Export ban means Chinese firms will have to build plants in Zimbabwe to process lithium
- Harare has barred exports of the metal – used in electric-vehicle batteries – in its raw form as part of efforts to have it processed locally
- Observer says facilities will cost hundreds of millions of dollars and it could take two to three years before they can get up and running
Companies must either set up local processing plants or provide proof of exceptional circumstances – and receive written permission from the government – before lithium can leave the country.
Zimbabwe is estimated to have the largest unexploited reserve of lithium in Africa and is the sixth-largest producer in the world. It imposed the export ban last week, as part of efforts to have lithium – the key raw material in electric-vehicle batteries – processed locally.
The government also wants to stop artisanal miners who reportedly dig up and take the mineral across borders.

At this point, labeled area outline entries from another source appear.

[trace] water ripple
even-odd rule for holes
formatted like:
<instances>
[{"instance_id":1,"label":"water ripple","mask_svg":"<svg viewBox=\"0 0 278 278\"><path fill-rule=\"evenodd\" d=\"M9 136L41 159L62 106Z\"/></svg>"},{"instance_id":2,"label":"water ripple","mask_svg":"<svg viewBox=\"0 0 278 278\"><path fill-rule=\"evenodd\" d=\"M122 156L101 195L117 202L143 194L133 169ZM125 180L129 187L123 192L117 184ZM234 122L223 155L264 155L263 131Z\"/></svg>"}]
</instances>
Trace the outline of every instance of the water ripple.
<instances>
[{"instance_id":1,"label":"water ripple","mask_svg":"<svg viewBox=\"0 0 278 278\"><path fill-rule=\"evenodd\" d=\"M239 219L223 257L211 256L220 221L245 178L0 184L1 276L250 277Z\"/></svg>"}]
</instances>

Harare says it has lost US$1.8 billion in mineral revenues due to smuggling, artisanal mining and externalisation to South Africa and the United Arab Emirates.

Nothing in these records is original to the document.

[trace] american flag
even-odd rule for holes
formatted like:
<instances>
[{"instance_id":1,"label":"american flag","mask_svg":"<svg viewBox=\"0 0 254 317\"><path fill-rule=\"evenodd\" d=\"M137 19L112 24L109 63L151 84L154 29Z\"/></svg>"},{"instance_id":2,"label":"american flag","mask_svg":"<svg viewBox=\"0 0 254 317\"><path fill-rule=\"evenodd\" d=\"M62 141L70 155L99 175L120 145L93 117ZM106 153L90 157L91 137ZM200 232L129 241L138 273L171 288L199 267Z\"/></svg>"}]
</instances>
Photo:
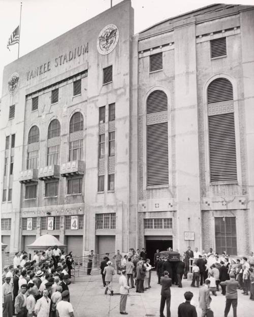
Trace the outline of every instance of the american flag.
<instances>
[{"instance_id":1,"label":"american flag","mask_svg":"<svg viewBox=\"0 0 254 317\"><path fill-rule=\"evenodd\" d=\"M7 43L7 48L10 50L9 47L10 45L13 45L15 44L16 43L19 42L19 25L17 26L15 30L12 32L11 34L11 36L10 37L8 40L8 43Z\"/></svg>"}]
</instances>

Chris Berry, president of commodities advisory firm House Mountain Partners in New York, said the export ban was a textbook example of resource nationalism.
“We saw the same example with Indonesia with nickel and Chile even tried to build a deeper lithium supply chain several years ago, though those circumstances were different and the country didn’t attempt to ban lithium exports, but instead levied huge royalties on lithium producers in the country,” Berry said.
Chinese firms that had made recent lithium investments in Zimbabwe would need to build processing facilities there at a cost of hundreds of millions of dollars so they can export higher value lithium chemicals, he said.